Second, my take: I mean, a propos of David’s, Paul’s, and Dan’s comments, it sure sounds to me like she’s coming from an intuition rooted in the utterly mathematically valid point of view that “how many lines?” means “how many equivalence classes of lines under the symmetries of the figure?” By this count, 1 for a regular n-gon with n odd, and 2 if n even, as Paul observed. And 1 for a circle. This is every bit as coherent as actually counting the lines. (And in some contexts, perhaps more interesting – for example in the tessellation in this Escher print, counting the actual centers of rotation is not that compelling – clearly there are infinitely many – but counting the classes of centers of rotation under symmetries of the tessellation is a real question and the answer is a small finite number.)

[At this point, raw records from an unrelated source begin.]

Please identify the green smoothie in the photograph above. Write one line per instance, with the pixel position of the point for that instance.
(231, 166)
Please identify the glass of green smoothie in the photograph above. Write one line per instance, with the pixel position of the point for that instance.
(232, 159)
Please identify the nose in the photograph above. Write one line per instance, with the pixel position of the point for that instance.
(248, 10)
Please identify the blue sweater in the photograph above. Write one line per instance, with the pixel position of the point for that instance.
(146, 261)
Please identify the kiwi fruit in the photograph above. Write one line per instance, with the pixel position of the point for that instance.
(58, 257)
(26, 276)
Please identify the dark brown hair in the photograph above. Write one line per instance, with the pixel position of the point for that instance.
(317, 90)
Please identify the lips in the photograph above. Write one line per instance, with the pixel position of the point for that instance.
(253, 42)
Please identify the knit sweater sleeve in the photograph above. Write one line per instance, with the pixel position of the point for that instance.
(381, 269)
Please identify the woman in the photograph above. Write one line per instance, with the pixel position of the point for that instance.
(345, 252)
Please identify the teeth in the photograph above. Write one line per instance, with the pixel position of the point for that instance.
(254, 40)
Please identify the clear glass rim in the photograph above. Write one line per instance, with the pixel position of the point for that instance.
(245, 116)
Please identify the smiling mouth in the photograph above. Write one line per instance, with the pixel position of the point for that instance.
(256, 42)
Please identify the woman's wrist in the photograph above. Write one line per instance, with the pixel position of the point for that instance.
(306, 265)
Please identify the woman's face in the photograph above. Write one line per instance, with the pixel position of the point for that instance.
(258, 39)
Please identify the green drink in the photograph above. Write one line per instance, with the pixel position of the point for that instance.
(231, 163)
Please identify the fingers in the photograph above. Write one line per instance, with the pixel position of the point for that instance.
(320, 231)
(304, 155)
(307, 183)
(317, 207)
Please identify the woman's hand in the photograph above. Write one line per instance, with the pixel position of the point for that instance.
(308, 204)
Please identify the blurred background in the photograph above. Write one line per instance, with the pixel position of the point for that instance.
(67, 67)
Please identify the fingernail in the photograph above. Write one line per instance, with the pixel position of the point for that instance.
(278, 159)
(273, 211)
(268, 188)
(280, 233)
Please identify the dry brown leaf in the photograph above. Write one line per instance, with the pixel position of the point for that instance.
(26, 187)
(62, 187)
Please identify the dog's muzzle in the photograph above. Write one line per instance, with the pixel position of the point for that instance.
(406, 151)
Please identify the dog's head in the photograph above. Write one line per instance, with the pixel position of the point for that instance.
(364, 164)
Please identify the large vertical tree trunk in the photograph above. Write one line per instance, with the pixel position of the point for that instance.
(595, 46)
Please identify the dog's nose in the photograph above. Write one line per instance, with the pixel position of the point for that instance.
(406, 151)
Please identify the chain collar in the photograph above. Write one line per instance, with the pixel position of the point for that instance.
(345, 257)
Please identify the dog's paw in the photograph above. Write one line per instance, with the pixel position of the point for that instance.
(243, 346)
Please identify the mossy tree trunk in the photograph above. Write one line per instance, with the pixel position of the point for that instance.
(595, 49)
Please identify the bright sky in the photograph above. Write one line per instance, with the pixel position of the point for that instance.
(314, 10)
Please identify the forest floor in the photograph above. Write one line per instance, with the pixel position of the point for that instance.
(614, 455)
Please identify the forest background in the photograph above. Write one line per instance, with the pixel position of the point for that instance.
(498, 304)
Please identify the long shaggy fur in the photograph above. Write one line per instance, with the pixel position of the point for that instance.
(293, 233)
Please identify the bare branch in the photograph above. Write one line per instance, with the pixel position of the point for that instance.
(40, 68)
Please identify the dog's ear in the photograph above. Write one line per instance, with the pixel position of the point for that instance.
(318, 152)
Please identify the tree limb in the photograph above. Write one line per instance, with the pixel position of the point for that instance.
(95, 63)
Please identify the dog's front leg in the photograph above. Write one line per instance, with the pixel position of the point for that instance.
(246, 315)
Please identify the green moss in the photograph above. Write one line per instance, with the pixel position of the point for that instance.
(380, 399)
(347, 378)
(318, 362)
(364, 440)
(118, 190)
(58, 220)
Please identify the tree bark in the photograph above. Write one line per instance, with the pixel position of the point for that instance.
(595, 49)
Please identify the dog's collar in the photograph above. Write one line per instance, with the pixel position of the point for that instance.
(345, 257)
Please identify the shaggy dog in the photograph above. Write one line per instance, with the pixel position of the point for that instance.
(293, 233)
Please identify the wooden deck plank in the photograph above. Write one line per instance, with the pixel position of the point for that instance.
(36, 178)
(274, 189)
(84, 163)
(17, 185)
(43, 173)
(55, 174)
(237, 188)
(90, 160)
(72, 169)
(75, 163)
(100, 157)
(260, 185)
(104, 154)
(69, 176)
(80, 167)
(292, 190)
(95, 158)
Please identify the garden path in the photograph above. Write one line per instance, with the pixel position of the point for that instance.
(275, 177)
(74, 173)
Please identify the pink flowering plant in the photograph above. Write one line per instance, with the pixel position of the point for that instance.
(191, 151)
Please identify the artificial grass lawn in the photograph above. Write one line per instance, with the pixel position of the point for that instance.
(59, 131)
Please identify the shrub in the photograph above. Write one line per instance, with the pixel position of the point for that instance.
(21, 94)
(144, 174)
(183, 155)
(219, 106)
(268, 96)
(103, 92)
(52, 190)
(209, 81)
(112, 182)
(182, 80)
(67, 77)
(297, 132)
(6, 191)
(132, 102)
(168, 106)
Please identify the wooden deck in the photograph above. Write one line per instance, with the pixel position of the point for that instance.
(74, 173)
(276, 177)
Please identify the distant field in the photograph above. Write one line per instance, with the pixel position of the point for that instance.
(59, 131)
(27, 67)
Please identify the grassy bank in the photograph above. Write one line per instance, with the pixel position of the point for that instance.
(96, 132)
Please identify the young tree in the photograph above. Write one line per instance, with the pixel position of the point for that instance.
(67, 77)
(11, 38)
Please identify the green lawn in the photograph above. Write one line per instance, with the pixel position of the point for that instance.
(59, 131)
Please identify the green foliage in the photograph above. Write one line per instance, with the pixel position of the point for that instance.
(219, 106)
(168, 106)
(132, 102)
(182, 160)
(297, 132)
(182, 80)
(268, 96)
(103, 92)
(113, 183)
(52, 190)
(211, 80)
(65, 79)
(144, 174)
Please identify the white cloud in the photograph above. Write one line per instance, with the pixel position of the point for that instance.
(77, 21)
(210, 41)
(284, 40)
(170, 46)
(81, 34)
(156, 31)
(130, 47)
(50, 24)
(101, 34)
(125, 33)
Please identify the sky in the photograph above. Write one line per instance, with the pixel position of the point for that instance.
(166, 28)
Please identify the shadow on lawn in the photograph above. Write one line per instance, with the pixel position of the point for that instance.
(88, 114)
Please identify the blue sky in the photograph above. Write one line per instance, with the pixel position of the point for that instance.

Then the question becomes why she didn’t apply the same standard to the hexagon and circle. I mean she’s a kid, nobody expects her to be 100% logically consistent all the time, that’s not what I mean. I just mean, why did the intuition about the several lines being “different… on the page” but yet really the same only first come up for her with the pentagon and not with the earlier figures? Here I think maybe Spencer’s and Kay’s analyses sheds light: if the visibility of the line of symmetry depended on its vertical orientation, then the other lines of symmetry are sort of invisible until the figure has been rotated – but the rotation calls attention to (in fact, is the essence of) the sense in which they are “the same.” If it was possible for Annie to see the various lines of symmetry of the hexagon and circle without the rotation, then it might not have come onto her screen that this sense of sameness would unify some of them. This makes me wonder (like Spencer) what she would have done with an equilateral triangle, but even more so also wonder if her views on the hexagon would have changed after her encounter with the pentagon (now that she has developed this sameness idea).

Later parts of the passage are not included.